Dreyer’in kamerası ise film boyunca, tüm insani duyguları yüzünde yansıtmayı başaran Falconetti’nin eşsiz oyunculuğunun tadını çıkarır. Son derece ayrıntılı ve yakın plan çekimlerden oluşan filmin ardından, Dreyer bu tercihini şu sözlerle açıklayacaktır: “İnsan yüzü benim için çok önemlidir. Bu, araştırılması bitmez bir alandır. Bir stüdyoya kapanarak, esinin esrarlı gücüyle aydınlanan bir yüzü kaydetmek, onun, içten gelen bir değişimle şiire dönüştüğünü görmek kadar soylu bir deney olamaz.”

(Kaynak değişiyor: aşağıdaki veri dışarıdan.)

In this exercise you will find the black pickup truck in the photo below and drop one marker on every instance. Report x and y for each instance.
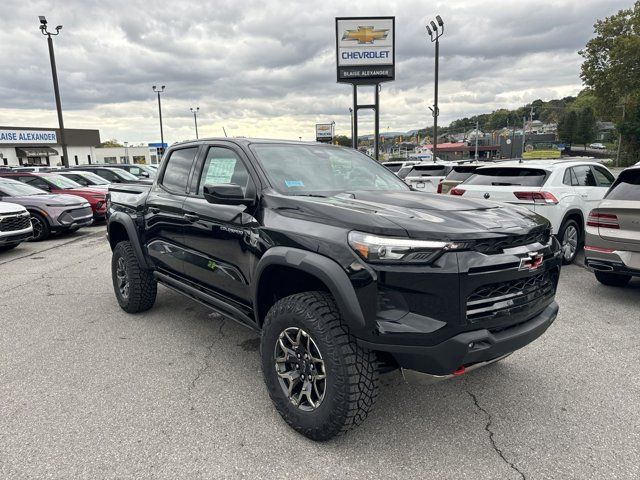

Ölümünden 25 yıl sonra Papa’nın emriyle kurulan bir mahkeme tarafından suçsuz olduğu kabul edilen, ölümünden neredeyse 500 yıl sonra, 1920 yılında ise aziz ilan edilen Jeanne d’Arc’ın, resmî dava tutanaklarına dayanılarak çekilen La Passion de Jeanne d’Arc, zamanında gişede başarısız olmasına rağmen yıllar içinde sinema tarihinin en önemli klasikleri arasındaki yerini alır. Sonraki yıllarda, bu trajik hikaye, Robert Bresson ve Luc Besson gibi yönetmenlerin bakış açılarıyla yeniden yorumlansa da, Carl Dreyer’in bu sessiz sinema şaheseri her zaman için, beyazperdeye yansıyan tüm Jeanne d’Arc uyarlamalarının en etkileyicisi olarak anılmıştır.